Interpreting the Management Efficiency Index (MEI)

Index Value Interpretation (Relative to Base Period) Possible Scenarios  Investor Insight
MEI > 1.0 DPU from Operations has grown faster than Management Fees.
  • DPU from Operations increases, but management fees increases lesser or staying about constant
  • DPU from Operations decreasing, but management fees decreases more
  • DPU from Operations staying about constant but management fees decreases
High Value Creation: Management is demonstrably efficient at growing returns relative to the management fee.
MEI = 1.0 DPU from Operations growth has kept pace with Management Fees growth.
  • DPU from Operations and management fees both remained about constant
  • DPU from Operations and management fees increases proportionally
  • DPU from Operations and management fees decreases proportionally
Value Maintenance: Fees are proportionally justified by the growth of core income.
MEI < 1.0 DPU from Operations growth has lagged the growth in Management Fees.
  • DPU from Operations increases, but management fees increases more
  • DPU from Operations decreases, but management fees decreases lesser or staying about constant
  • DPU from Operations staying about constant, but management fees increases
Value Dilution Risk: Growth in management cost is outpacing core DPU from Operations growth, indicating a possible lower return on fee investment.

Sectoral Trend Analysis

The following charts show the MEI trend over time for each S-REIT within its sector, offering a visual history of value creation efficiency. 1.0 is the key reference point for proportional growth between DPU from Operations and Management Fees.

Conclusion

Management Efficiency Index (MEI) is formed as metric for assessing management quality. When a manager takes fees in units, it signals an alignment of interest—they are literally investing alongside the investors. However, data shows that alignment alone is insufficient: the aligned interest must be directed toward value creation.

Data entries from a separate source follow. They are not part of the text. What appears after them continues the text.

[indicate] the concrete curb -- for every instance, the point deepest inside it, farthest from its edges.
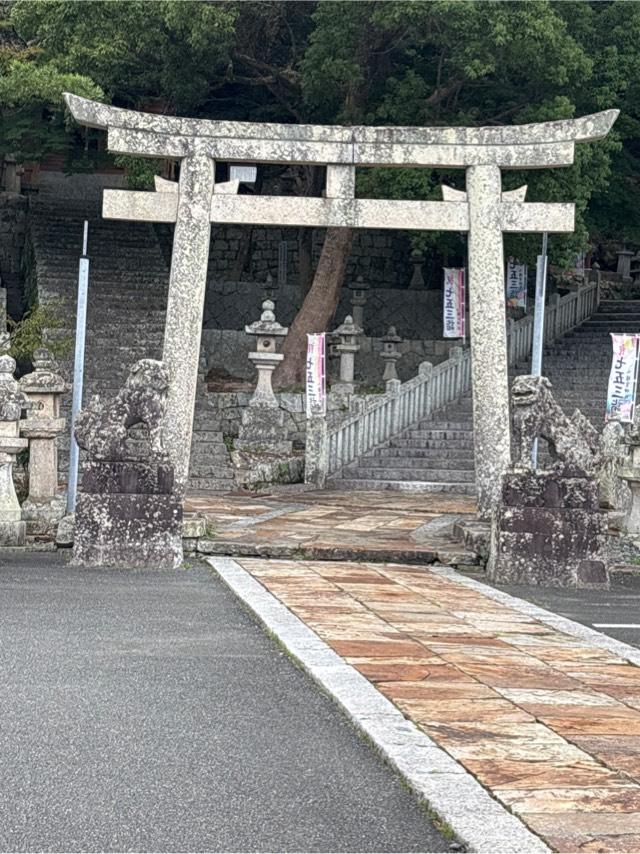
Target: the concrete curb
(478, 820)
(555, 621)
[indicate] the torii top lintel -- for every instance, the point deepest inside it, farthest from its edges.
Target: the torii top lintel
(517, 146)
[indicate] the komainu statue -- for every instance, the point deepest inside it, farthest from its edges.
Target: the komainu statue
(128, 513)
(536, 415)
(102, 429)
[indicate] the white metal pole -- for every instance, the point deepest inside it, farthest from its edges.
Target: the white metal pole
(538, 325)
(78, 367)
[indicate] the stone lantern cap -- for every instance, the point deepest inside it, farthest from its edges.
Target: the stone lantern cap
(267, 325)
(44, 379)
(12, 399)
(348, 329)
(391, 337)
(359, 285)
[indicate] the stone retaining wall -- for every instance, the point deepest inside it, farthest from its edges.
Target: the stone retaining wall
(226, 352)
(13, 221)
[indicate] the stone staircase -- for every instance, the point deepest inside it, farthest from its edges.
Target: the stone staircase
(126, 311)
(436, 455)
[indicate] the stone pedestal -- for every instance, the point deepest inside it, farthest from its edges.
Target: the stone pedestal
(129, 507)
(348, 334)
(390, 355)
(262, 429)
(128, 515)
(624, 264)
(631, 474)
(45, 505)
(417, 278)
(549, 531)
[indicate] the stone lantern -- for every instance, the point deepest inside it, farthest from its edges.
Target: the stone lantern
(348, 334)
(262, 426)
(624, 264)
(270, 288)
(359, 290)
(12, 402)
(45, 505)
(390, 355)
(417, 279)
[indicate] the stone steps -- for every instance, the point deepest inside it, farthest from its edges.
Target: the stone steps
(437, 454)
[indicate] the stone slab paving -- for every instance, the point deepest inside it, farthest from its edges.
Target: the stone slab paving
(543, 712)
(332, 525)
(146, 711)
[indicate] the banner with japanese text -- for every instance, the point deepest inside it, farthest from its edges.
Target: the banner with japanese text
(316, 376)
(453, 303)
(516, 284)
(623, 379)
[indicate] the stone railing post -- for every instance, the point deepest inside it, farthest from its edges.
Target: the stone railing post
(553, 326)
(417, 277)
(348, 333)
(45, 505)
(425, 370)
(455, 354)
(12, 402)
(262, 428)
(390, 355)
(316, 453)
(624, 264)
(359, 290)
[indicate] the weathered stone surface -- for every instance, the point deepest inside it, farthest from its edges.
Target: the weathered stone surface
(128, 512)
(12, 403)
(43, 387)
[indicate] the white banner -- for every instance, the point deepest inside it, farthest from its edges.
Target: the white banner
(516, 284)
(316, 376)
(453, 303)
(623, 379)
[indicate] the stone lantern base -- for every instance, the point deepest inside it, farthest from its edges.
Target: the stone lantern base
(128, 515)
(549, 530)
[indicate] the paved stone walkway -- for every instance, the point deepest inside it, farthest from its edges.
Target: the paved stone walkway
(548, 722)
(333, 525)
(146, 711)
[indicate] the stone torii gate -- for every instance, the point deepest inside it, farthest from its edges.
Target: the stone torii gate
(484, 211)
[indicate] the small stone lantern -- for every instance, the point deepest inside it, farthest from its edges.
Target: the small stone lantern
(417, 279)
(12, 402)
(270, 288)
(348, 333)
(45, 505)
(390, 354)
(262, 424)
(359, 290)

While DPU can occasionally be influenced by one-off factors, the sustained focus on the DPU from Operations provides the clearest lens on a S-REIT's fundamental health and the justification for its management fees. Ideally, the growth of a management fee should mirror or be outpaced by the improvement in DPU from Operations, ensuring that the cost of management directly contributes to investors returns.

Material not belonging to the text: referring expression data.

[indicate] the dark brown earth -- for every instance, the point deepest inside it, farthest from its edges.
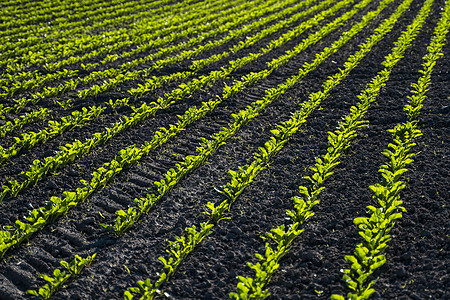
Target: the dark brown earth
(417, 257)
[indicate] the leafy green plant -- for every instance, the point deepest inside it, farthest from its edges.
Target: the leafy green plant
(56, 282)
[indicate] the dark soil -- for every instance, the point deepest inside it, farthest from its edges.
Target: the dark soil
(418, 257)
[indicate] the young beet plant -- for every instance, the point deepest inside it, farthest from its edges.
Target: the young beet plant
(59, 277)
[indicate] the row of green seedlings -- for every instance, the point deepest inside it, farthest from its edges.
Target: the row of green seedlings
(103, 17)
(369, 254)
(138, 36)
(197, 65)
(60, 33)
(182, 246)
(23, 121)
(153, 82)
(338, 141)
(48, 59)
(56, 282)
(90, 9)
(126, 219)
(14, 235)
(162, 12)
(51, 15)
(57, 10)
(121, 74)
(237, 20)
(156, 83)
(72, 151)
(55, 128)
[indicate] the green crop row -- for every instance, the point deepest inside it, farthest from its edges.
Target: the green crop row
(126, 219)
(23, 120)
(71, 151)
(369, 254)
(182, 246)
(57, 206)
(55, 128)
(121, 74)
(338, 141)
(56, 282)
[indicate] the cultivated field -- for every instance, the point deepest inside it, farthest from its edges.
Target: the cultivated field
(212, 149)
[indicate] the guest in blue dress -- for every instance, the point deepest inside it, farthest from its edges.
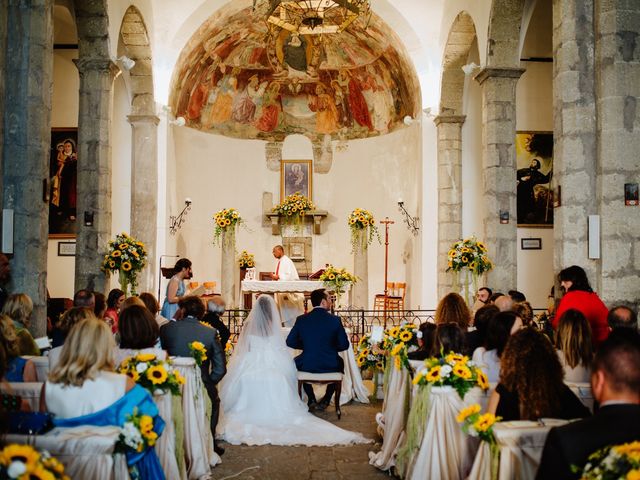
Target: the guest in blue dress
(176, 289)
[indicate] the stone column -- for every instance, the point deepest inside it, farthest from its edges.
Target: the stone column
(94, 169)
(144, 190)
(617, 87)
(574, 130)
(228, 268)
(361, 270)
(28, 74)
(499, 172)
(449, 193)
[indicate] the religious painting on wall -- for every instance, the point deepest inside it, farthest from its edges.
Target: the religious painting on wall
(237, 78)
(295, 177)
(63, 175)
(534, 159)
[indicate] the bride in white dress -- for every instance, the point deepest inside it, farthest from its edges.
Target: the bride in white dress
(259, 395)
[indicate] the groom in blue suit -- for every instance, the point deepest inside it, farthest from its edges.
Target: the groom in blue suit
(320, 336)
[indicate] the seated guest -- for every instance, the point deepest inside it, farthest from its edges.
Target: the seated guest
(501, 326)
(65, 324)
(114, 302)
(84, 298)
(477, 337)
(449, 337)
(426, 337)
(453, 309)
(615, 383)
(215, 308)
(83, 390)
(139, 331)
(531, 382)
(18, 307)
(17, 369)
(622, 317)
(153, 306)
(575, 346)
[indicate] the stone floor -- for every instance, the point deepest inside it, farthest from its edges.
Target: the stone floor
(308, 463)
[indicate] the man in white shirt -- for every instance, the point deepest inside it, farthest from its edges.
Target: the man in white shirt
(290, 304)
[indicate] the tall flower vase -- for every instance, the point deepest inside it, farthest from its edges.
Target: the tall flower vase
(361, 271)
(228, 265)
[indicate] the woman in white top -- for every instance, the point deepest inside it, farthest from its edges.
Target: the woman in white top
(501, 327)
(575, 346)
(83, 381)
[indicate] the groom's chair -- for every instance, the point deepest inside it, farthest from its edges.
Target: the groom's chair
(334, 378)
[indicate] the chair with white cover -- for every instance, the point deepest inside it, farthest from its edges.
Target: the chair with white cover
(520, 444)
(334, 378)
(198, 442)
(85, 452)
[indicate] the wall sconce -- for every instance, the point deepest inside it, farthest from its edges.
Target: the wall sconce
(126, 63)
(412, 222)
(176, 222)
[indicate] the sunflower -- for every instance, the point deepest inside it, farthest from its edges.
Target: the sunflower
(21, 453)
(157, 374)
(467, 412)
(145, 357)
(433, 375)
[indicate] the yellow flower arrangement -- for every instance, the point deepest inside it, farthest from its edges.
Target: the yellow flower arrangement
(361, 220)
(451, 369)
(477, 424)
(25, 462)
(147, 370)
(225, 220)
(198, 351)
(127, 256)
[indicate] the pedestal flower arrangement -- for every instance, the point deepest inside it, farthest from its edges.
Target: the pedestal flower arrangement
(469, 257)
(128, 257)
(363, 229)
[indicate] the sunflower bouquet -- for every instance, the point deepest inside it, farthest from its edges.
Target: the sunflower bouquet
(127, 256)
(198, 352)
(454, 370)
(294, 207)
(137, 433)
(246, 260)
(362, 222)
(25, 462)
(152, 373)
(613, 462)
(399, 341)
(370, 355)
(477, 424)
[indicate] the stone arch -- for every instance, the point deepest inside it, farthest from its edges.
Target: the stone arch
(134, 43)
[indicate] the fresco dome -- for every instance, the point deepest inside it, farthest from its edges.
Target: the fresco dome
(241, 78)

As we center on dividend income, it is vital that we do not overlook the capital component of returns. Just as stagnant Earnings Per Share (EPS) can cap price appreciation for a typical equity stock, stagnant or declining DPU similarly limits REIT unit price growth, with Net Asset Value (NAV) per unit acting as the ultimate backstop. In short, genuine DPU from Operations growth—rather than absolute distribution figures—is the key driver of both income and share price appreciation. Ultimately, the success of the management is measured by their ability to generate core DPU growth that is superior to the growth of their fees, proving that the investment in their expertise is truly paying off in every unit.
 
S-REITs investing can hinges on moving from passively accepting management fees as a cost to actively demanding and measuring the return on the investment in management expertise. The MEI provides the lens to make that judgment call.